Penegasan disampaikan Arief mengingat penolakan PKPU ini mendapat penolakan dari tga institusi terkait yaitu pemerintah, Komisi II DPR RI, dan Badan Pengawas Pemilu (Bawaslu). Ketika lembaga itu memiliki alasan penolakan sama yaitu karena PKPU Larangan Napi Korupsi bertentangan perundangan di atasnya yaitu Undang-Undang Nomor 7 Tahun 2017 tentang Pemilihan Umum.

Ketentuan itu bukan hanya berlaku bagi napi korupsi tapi juga bandar narkoba dan kejahatan seksual anak seperti tercantum pada Pasal 7 ayat 1 huruf h PKPU itu berbunyi bakal calon anggota DPR, DPRD Provinsi, dan DPRD Kabupaten/Kota adalah Warga Negara Indonesia dan harus memenuhi persyaratan bukan mantan terpidana bandar narkoba, kejahatan seksual terhadap anak, atau korupsi. Aturan tersebut mulai diberlakukan sejak tanggal ditetapkan pada Sabtu (30/6).

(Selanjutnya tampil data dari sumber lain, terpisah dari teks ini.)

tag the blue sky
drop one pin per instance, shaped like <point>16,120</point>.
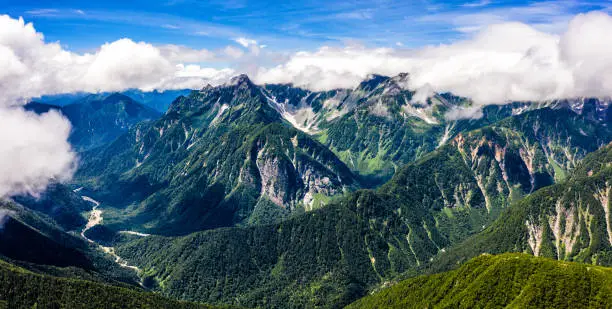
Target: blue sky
<point>284,25</point>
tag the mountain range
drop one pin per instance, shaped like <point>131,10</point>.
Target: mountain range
<point>274,196</point>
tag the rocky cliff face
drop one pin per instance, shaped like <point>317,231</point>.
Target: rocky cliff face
<point>566,221</point>
<point>212,159</point>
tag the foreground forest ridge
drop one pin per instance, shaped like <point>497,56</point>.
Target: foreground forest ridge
<point>272,196</point>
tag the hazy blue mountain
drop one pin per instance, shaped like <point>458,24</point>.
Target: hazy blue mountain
<point>99,119</point>
<point>158,100</point>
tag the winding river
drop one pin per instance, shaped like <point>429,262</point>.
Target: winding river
<point>95,218</point>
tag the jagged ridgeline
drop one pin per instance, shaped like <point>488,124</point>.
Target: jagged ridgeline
<point>567,221</point>
<point>231,155</point>
<point>219,157</point>
<point>503,281</point>
<point>331,256</point>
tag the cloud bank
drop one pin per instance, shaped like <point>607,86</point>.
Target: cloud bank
<point>32,67</point>
<point>504,62</point>
<point>33,151</point>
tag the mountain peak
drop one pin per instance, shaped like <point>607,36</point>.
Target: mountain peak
<point>239,80</point>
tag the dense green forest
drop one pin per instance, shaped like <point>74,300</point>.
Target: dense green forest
<point>501,281</point>
<point>567,221</point>
<point>335,254</point>
<point>20,288</point>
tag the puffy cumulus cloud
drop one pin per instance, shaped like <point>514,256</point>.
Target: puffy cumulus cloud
<point>183,54</point>
<point>33,151</point>
<point>31,67</point>
<point>330,68</point>
<point>504,62</point>
<point>34,148</point>
<point>245,42</point>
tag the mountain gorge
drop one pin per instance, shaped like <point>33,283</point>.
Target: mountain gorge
<point>369,237</point>
<point>219,157</point>
<point>255,194</point>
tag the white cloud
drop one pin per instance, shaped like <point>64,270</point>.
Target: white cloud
<point>245,42</point>
<point>183,54</point>
<point>504,62</point>
<point>32,67</point>
<point>476,4</point>
<point>33,151</point>
<point>4,216</point>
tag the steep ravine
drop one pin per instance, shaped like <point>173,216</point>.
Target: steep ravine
<point>95,218</point>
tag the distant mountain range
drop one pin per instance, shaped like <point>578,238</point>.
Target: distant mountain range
<point>274,196</point>
<point>99,119</point>
<point>158,100</point>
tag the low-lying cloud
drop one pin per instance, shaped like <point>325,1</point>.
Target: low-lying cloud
<point>33,151</point>
<point>31,67</point>
<point>504,62</point>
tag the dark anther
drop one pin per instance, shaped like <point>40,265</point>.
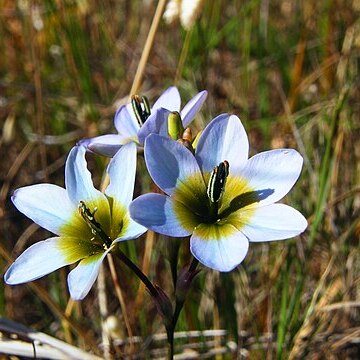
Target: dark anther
<point>141,107</point>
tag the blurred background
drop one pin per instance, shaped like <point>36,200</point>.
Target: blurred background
<point>289,69</point>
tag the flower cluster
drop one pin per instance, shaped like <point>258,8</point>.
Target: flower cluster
<point>212,191</point>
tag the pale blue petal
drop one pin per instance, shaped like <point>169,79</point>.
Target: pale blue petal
<point>105,145</point>
<point>156,123</point>
<point>78,178</point>
<point>38,260</point>
<point>192,108</point>
<point>275,222</point>
<point>223,139</point>
<point>133,231</point>
<point>126,123</point>
<point>82,278</point>
<point>169,163</point>
<point>222,254</point>
<point>273,173</point>
<point>155,212</point>
<point>47,205</point>
<point>121,170</point>
<point>169,99</point>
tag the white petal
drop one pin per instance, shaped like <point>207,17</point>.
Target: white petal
<point>82,278</point>
<point>78,178</point>
<point>38,260</point>
<point>133,231</point>
<point>169,99</point>
<point>155,212</point>
<point>47,205</point>
<point>169,163</point>
<point>222,254</point>
<point>275,222</point>
<point>192,107</point>
<point>223,139</point>
<point>121,171</point>
<point>105,145</point>
<point>126,123</point>
<point>273,173</point>
<point>157,123</point>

Baca juga:  Pendaftaran DCS Dimulai, Sejumlah Parpol di Gianyar Masih Berburu Caleg

Dengan penetapan ini maka ketentuan tentang larangan eks koruptor mencalonkan diri menjadi anggota legislatif sudah bisa diterapkan pada masa pendaftaran bakal caleg mendatang. Adapun pendaftaran bakal calon anggota DPR RI, DPRD provinsi, DPRD kabupaten atau kota untuk Pemilu 2019 akan dibuka mulai empat hingga 17 Juli 2018.

Sementara itu, Ketua Bawaslu Abhan mengatakan sebagai penyelenggara pemilu, tidak berarti Bawaslu harus selalu sepaham dengan KPU. Sikap penolakan Bawaslu karena PKPU tentang pencalegan itu tidak ada cantolan hukumnya di UU Pemilu.”Itu kan produknya KPU. Sikap kami sudah bisa ditangkap, sikap kami beda dengan KPU,” tegas Abhan.

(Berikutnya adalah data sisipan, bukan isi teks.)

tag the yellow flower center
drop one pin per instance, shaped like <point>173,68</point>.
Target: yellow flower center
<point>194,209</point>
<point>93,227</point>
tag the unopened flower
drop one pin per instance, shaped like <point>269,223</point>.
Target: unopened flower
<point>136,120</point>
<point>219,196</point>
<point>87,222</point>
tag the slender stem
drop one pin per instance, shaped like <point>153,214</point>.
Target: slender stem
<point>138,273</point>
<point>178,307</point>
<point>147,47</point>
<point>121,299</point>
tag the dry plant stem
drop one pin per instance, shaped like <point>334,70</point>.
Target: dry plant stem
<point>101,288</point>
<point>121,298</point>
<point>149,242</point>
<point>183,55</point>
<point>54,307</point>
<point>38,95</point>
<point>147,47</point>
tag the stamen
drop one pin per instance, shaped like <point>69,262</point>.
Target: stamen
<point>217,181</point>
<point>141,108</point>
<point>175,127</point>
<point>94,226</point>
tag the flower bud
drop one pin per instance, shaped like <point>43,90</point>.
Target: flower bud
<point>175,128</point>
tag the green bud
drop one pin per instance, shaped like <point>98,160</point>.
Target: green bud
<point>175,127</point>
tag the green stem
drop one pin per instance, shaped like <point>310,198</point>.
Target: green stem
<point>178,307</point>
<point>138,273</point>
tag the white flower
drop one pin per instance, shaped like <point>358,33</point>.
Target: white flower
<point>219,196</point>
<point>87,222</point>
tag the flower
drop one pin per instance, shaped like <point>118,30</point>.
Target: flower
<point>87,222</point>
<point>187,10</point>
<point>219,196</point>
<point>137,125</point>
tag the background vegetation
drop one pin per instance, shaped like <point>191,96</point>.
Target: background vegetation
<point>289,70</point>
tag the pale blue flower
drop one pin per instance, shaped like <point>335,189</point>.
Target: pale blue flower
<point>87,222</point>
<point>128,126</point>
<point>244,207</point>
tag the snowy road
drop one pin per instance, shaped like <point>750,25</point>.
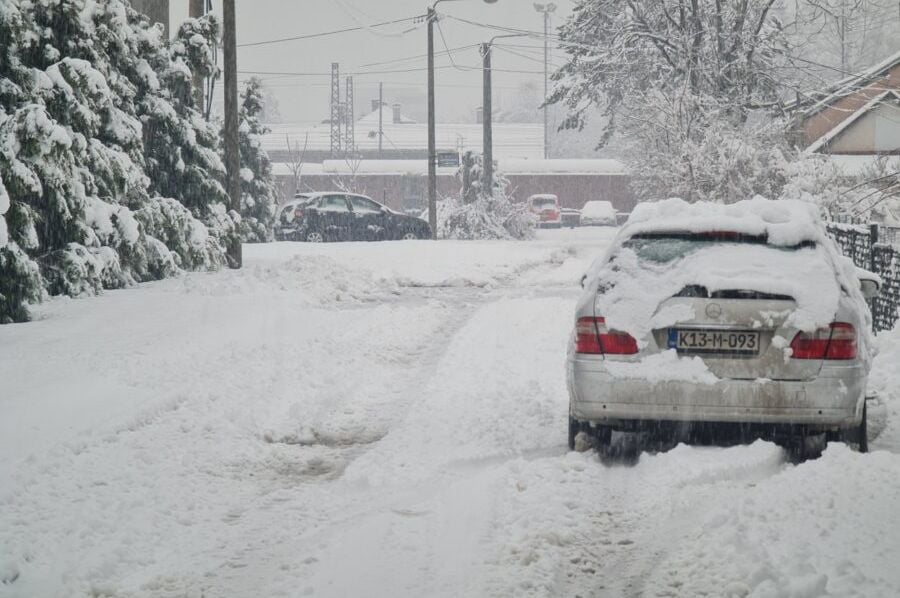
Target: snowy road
<point>389,420</point>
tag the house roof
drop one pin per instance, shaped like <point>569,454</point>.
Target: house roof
<point>849,121</point>
<point>846,86</point>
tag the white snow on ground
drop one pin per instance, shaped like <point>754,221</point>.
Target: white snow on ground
<point>388,419</point>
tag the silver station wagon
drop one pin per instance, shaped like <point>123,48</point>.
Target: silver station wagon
<point>735,322</point>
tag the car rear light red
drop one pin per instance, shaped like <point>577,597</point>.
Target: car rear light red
<point>594,338</point>
<point>838,341</point>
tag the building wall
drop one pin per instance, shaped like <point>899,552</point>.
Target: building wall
<point>878,131</point>
<point>402,192</point>
<point>828,118</point>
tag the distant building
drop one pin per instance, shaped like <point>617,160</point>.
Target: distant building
<point>857,116</point>
<point>156,10</point>
<point>403,138</point>
<point>402,184</point>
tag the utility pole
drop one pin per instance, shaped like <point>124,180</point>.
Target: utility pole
<point>432,158</point>
<point>487,127</point>
<point>380,117</point>
<point>349,125</point>
<point>196,9</point>
<point>547,9</point>
<point>431,18</point>
<point>335,110</point>
<point>232,155</point>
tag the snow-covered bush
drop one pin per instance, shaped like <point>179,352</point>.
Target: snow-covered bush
<point>867,195</point>
<point>477,215</point>
<point>723,162</point>
<point>259,194</point>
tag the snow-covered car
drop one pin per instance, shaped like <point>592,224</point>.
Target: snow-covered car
<point>598,213</point>
<point>339,216</point>
<point>743,320</point>
<point>570,217</point>
<point>545,208</point>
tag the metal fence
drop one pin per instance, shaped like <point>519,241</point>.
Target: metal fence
<point>874,248</point>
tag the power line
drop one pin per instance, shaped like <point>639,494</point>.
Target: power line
<point>328,33</point>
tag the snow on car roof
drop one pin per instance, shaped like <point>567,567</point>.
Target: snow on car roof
<point>598,207</point>
<point>798,260</point>
<point>783,222</point>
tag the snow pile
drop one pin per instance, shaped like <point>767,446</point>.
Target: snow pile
<point>884,384</point>
<point>600,210</point>
<point>826,527</point>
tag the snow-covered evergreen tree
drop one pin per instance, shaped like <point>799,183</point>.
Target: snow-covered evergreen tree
<point>89,93</point>
<point>259,194</point>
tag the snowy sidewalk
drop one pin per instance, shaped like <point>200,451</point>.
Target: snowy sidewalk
<point>389,420</point>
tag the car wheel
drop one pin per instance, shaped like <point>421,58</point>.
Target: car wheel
<point>574,429</point>
<point>862,432</point>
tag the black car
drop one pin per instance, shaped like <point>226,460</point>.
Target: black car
<point>338,216</point>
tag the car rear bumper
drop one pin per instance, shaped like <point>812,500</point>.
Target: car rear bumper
<point>834,399</point>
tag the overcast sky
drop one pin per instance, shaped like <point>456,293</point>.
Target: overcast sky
<point>458,91</point>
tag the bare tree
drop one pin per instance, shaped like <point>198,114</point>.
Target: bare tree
<point>296,158</point>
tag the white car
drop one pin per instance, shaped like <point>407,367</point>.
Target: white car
<point>598,213</point>
<point>743,320</point>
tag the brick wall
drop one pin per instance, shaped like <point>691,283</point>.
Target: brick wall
<point>400,191</point>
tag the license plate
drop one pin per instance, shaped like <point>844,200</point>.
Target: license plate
<point>700,340</point>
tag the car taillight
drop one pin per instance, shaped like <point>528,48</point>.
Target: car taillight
<point>594,338</point>
<point>838,341</point>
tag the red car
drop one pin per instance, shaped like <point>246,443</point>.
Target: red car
<point>546,208</point>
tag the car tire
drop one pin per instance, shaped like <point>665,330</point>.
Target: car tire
<point>574,429</point>
<point>858,435</point>
<point>862,432</point>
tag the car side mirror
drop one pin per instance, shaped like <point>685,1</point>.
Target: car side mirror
<point>870,288</point>
<point>869,283</point>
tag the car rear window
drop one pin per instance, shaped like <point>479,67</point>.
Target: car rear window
<point>666,247</point>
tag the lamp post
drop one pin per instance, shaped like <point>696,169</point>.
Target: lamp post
<point>547,9</point>
<point>431,19</point>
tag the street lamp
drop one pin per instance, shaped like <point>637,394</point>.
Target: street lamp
<point>431,18</point>
<point>547,9</point>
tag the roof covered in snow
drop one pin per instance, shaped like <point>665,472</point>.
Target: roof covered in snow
<point>844,87</point>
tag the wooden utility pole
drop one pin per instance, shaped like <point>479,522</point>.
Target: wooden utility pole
<point>432,152</point>
<point>487,127</point>
<point>380,117</point>
<point>196,9</point>
<point>232,155</point>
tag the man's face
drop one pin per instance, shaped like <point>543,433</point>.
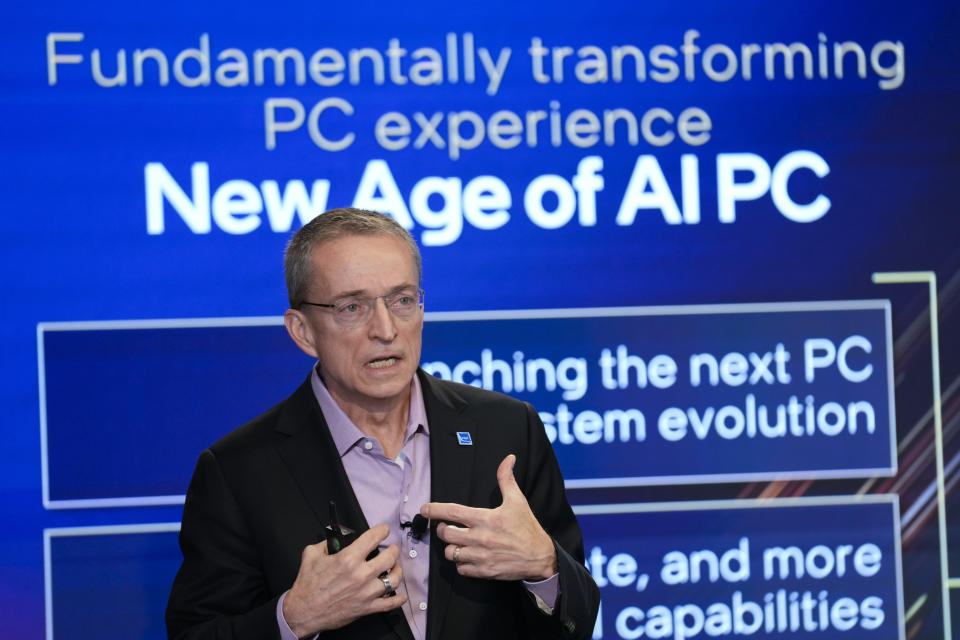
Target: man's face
<point>373,363</point>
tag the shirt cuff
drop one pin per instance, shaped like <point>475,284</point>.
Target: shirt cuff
<point>544,592</point>
<point>285,632</point>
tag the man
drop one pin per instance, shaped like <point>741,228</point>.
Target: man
<point>383,441</point>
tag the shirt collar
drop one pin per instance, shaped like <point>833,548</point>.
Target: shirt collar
<point>345,433</point>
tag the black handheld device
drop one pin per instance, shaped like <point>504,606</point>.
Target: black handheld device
<point>339,536</point>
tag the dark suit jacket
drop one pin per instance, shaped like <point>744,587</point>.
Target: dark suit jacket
<point>260,495</point>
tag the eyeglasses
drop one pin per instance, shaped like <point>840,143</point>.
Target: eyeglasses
<point>353,311</point>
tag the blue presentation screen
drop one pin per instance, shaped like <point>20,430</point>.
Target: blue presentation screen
<point>675,229</point>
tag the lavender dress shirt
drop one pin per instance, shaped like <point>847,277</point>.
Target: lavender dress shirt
<point>391,491</point>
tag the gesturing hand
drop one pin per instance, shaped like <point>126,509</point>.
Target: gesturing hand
<point>506,543</point>
<point>333,590</point>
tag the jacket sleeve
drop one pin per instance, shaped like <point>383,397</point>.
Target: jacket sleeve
<point>575,611</point>
<point>220,590</point>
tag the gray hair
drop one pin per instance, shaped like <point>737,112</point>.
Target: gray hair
<point>336,223</point>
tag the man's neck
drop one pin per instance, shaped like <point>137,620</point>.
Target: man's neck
<point>385,419</point>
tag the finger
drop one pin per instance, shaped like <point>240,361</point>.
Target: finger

Baca juga:  Sekedar Penuhi Kuota, Caleg Perempuan Minim Pengetahuan Politik

Oleh karena itu, Abhan mempersilakan parpol yang calegnya ditolak KPU untuk menggugat ke Bawaslu. Dia menegaskan siap memproses gugatan yang masuk ke Bawaslu dan akan menyesuaikan gugatan itu dengan UU Pemilu. “Bawaslu siap memproses gugatan parpol yang calegnya ditolak KPU. Gugatan akan disesuaikan dengan UU Pemilu. Termasuk bandar narkoba dan predator seksual. Kita akan proses kasus per kasus,” jelas Abhan.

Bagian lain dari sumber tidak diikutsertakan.